The Henderson, Nev.-based company sold about 1.7 million shares of its common stock at $10 per share. Underwriters will have the option to purchase an additional 300,000 shares to cover overallotments. First Dunbar Securities Corp., of Boston, is underwriting the offering.

The company's stock (OTC BB:CVBT) rose $3.75 Monday to close at $13.75. Tuesday, it rose another 85 cents to close at $14.60.

The company declined to comment and referred to its prospectus.

CVBT had estimated selling 2 million shares at $10 per share, with 61 percent of the proceeds being used for clinical trials, 23 percent for research and development, 12 percent for marketing and infrastructure and 4 percent to cover accrued interest of outstanding convertible notes.

With full conversion of the company's convertible notes, CVBT said proceeds from the offering, along with available cash, would sustain operations for about two years. However, if holders of the notes choose not to convert them into common stock, CVBT said it would need to use about $14.9 million of the proceeds to redeem those notes, requiring the company to raise additional funds to make up the difference. As of Sept. 30, the company had about $6.6 million in cash and short-term investments.

CVBT said it does not expect to generate any revenues until Cardio Vascu-Grow is launched. For the six months ending June 30, the company posted a net loss of $2.1 million and had an accumulated deficit of $10.9 million. The company also anticipates additional expenses related to late-stage and premarket development of Cardio Vascu-Grow to be between $13 million and $15 million.

The product, an injected fibroblast growth factor-1, is in Phase I/II trials to determine whether it can promote the growth of new blood vessels in the heart and increase the pumping action of patients with coronary artery disease. The company's founder, Thomas Stegmann, tested Cardio Vascu-Grow in 40 patients during two German trials in the mid-1990s. Results from both trials indicated that the product helped grow new blood vessels.

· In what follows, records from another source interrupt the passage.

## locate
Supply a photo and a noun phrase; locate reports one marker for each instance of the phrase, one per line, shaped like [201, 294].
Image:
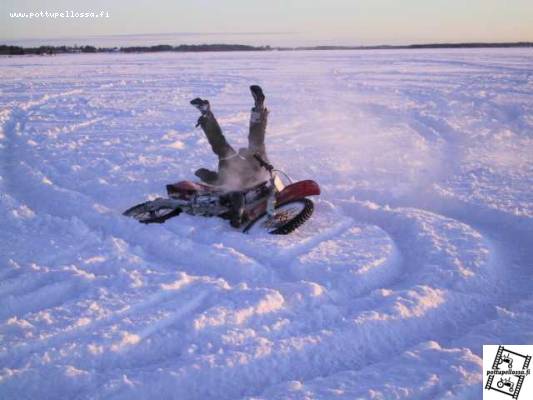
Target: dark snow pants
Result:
[225, 152]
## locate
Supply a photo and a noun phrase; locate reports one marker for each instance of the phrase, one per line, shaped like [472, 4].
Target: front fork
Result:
[271, 202]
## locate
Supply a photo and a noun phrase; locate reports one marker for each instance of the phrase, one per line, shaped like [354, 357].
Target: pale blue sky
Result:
[286, 22]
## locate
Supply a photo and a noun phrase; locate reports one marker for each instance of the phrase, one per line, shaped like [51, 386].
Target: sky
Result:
[271, 22]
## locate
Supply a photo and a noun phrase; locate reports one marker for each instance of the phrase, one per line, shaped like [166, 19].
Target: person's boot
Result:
[201, 105]
[259, 97]
[237, 209]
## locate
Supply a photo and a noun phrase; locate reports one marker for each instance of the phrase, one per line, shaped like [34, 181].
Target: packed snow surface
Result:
[419, 252]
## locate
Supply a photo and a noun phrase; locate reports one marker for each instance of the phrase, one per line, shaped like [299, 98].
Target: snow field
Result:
[418, 253]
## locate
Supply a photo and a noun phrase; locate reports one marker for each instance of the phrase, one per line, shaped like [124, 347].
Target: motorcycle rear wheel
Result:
[286, 219]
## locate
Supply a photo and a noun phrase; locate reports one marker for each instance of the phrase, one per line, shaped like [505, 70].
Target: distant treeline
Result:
[17, 50]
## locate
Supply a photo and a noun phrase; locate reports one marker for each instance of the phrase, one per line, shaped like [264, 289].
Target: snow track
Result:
[418, 253]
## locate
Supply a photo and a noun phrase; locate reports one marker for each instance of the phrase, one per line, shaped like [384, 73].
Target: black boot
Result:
[236, 208]
[201, 105]
[259, 97]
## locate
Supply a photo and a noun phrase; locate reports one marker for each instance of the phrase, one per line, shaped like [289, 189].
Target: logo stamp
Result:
[506, 372]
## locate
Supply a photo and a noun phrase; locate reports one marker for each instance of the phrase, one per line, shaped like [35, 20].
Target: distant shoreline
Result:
[49, 50]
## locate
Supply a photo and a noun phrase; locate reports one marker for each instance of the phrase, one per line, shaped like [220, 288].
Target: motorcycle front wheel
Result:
[287, 217]
[149, 213]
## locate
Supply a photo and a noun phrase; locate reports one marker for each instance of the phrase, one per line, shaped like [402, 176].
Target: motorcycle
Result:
[270, 206]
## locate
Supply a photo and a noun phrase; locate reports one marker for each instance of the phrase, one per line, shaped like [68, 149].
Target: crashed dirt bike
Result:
[270, 206]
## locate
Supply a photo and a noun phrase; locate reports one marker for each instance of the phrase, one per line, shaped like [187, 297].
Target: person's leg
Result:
[212, 130]
[258, 122]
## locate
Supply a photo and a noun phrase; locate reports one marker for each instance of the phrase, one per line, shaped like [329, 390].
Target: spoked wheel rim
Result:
[146, 214]
[285, 219]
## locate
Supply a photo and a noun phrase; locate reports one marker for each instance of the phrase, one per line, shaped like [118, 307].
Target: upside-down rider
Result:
[236, 170]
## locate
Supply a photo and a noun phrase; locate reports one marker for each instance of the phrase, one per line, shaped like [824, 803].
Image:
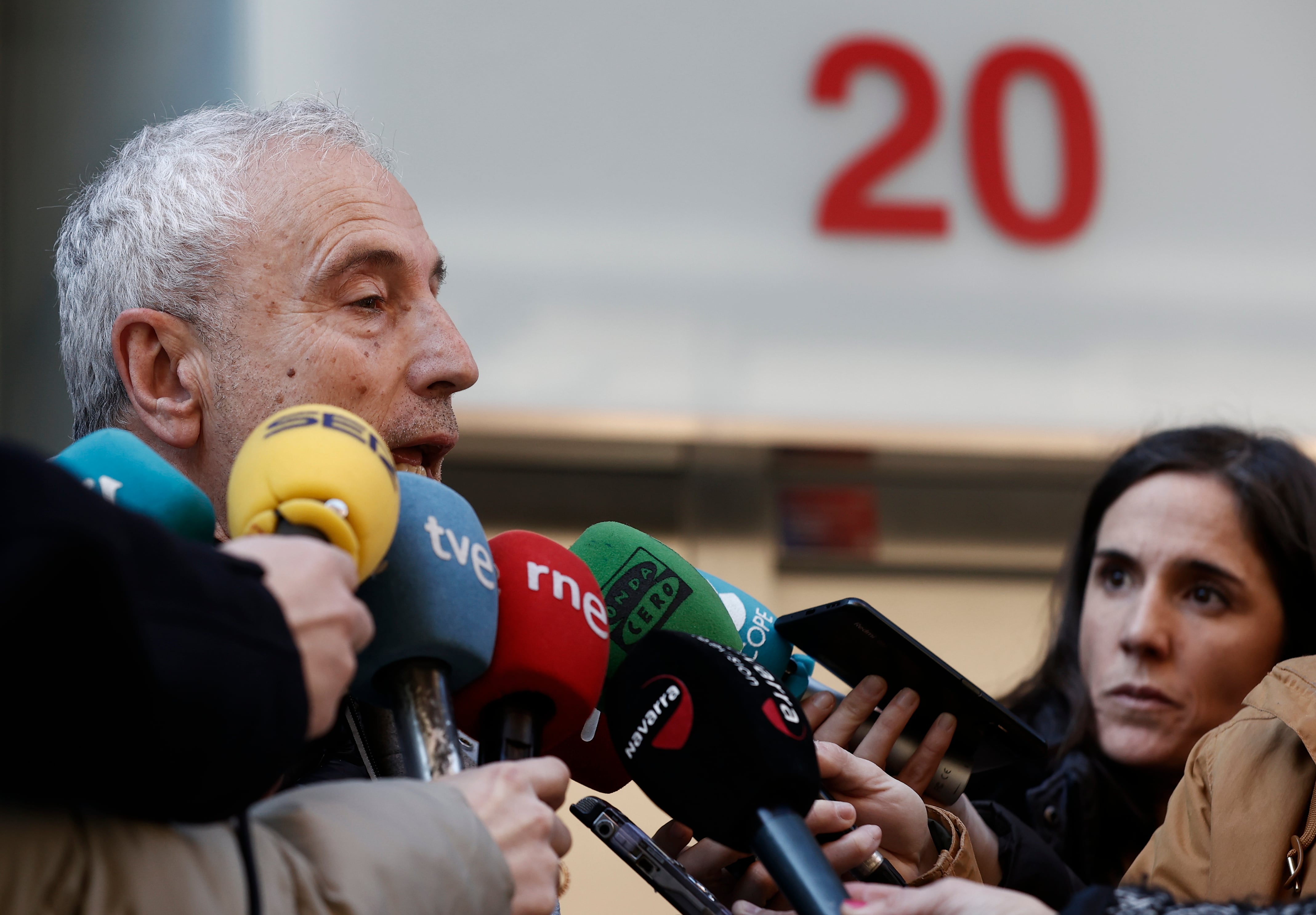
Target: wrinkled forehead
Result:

If the Phase I/II trials yield similar results to the German trials, the company said it will seek authorization to begin a pivotal Phase III trial, possibly as early as next quarter, and could receive marketing approval by mid-2007.

CVBT plans to handle sales and distribution itself in the U.S., Europe and Japan, and rely on regional distributors to sell and market the product in other areas.

According to the American Heart Association in 2003, coronary artery blockage results in about 38 percent of all deaths in the U.S., and that more than $170 billion per year is spent in hospital costs, medical services and on drugs to treat cardiovascular disease.

In addition to coronary artery disease, CVBT is conducting preclinical studies of Cardio Vascu-Grow in peripheral vascular disease in the legs, stroke, hypertensive renal disease, wound healing and anastomosis or as an adjunct for patients already undergoing a coronary bypass procedure.